Ak Parti Genel Başkanı Erdoğan partisinin il başkanları toplantısında muhalefet partilerine seslenerek “ülkenin yönetimine talip olduklarını söylemekten vazgeçmelerinin kendileri için daha iyi olacağını hatırlatmak istiyoruz” demiş. Elbette bu sözler siyasi partilerin neden var olduğunu, demokratik siyasetin ne olduğunu, muhalefetin temel amacının iktidara gelmek olduğunu bilmemekle ya da bilmezden gelmekle eleştirilebilir. Ancak sözleri ve sözlerin sahibini eleştirmek yerine bu sözler sarf edildiği sırada muhalefetin ne yaptığına odaklanmak sanırım daha doğru olacak.
İktidar partisinin lideri tarafından bu sözler sarf edildiği sırada ana muhalefet partisi CHP bütün örgütleri ile sahadaydı. Bölge, il ve ilçe danışma kurullarını yaparak örgütün görüşlerini alıyordu. Bütün milletvekilleri hem seçim bölgelerinde hem de milletvekili bulunmayan illerde sahada doğrudan halkla konuşup, onları dinliyordu. İzmir’de 30 milletvekili, belediye meclis üyeleri ile birlikte mahallelerde, köylerde gruplar halinde halkla buluşmaya, İzmir Büyükşehir Belediye Meclisi üyeleri tüm köylere gitmeye devam ediyordu. CHP’liler gittiği yerlerde buluştuğu insanlara siyasi propaganda yapmaya değil, onları dinlemeye, yaşanan tahribatın boyutlarını bizzat görmeye çalıştı.
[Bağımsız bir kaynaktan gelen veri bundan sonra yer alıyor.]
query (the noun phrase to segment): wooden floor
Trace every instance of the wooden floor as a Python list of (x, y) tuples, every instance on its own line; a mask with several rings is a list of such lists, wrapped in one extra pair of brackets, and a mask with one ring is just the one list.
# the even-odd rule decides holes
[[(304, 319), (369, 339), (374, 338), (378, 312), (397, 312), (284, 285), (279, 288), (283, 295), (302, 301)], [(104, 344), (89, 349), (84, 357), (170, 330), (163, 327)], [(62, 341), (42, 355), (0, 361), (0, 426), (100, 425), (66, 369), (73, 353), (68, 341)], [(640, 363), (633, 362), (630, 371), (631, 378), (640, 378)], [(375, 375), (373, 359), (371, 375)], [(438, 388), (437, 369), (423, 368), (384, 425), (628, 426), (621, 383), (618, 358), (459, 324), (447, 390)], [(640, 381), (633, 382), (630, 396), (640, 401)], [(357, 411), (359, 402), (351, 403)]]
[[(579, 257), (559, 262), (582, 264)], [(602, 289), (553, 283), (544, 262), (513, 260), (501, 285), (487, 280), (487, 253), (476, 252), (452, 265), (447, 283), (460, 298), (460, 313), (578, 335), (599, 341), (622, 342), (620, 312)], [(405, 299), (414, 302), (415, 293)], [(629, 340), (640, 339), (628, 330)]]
Aynı hafta altı siyasi partinin temsilcileri daha önce iki kez yaptıkları buluşmayı bu kez TBMM çatısı altında yaptı ve güçlendirilmiş parlamenter sistem konusunda uzlaşma görüşmelerini sürdürdü, yeni dönemde yapılacakları konuştu.
HDP, seçimler öncesinde ve seçime dair görüşlerini ve duruşunu Tutum Belgesi adını verdiği metinle kamuoyuna duyurdu. Toplumu adalete, demokrasiye ve barışa çağırdı.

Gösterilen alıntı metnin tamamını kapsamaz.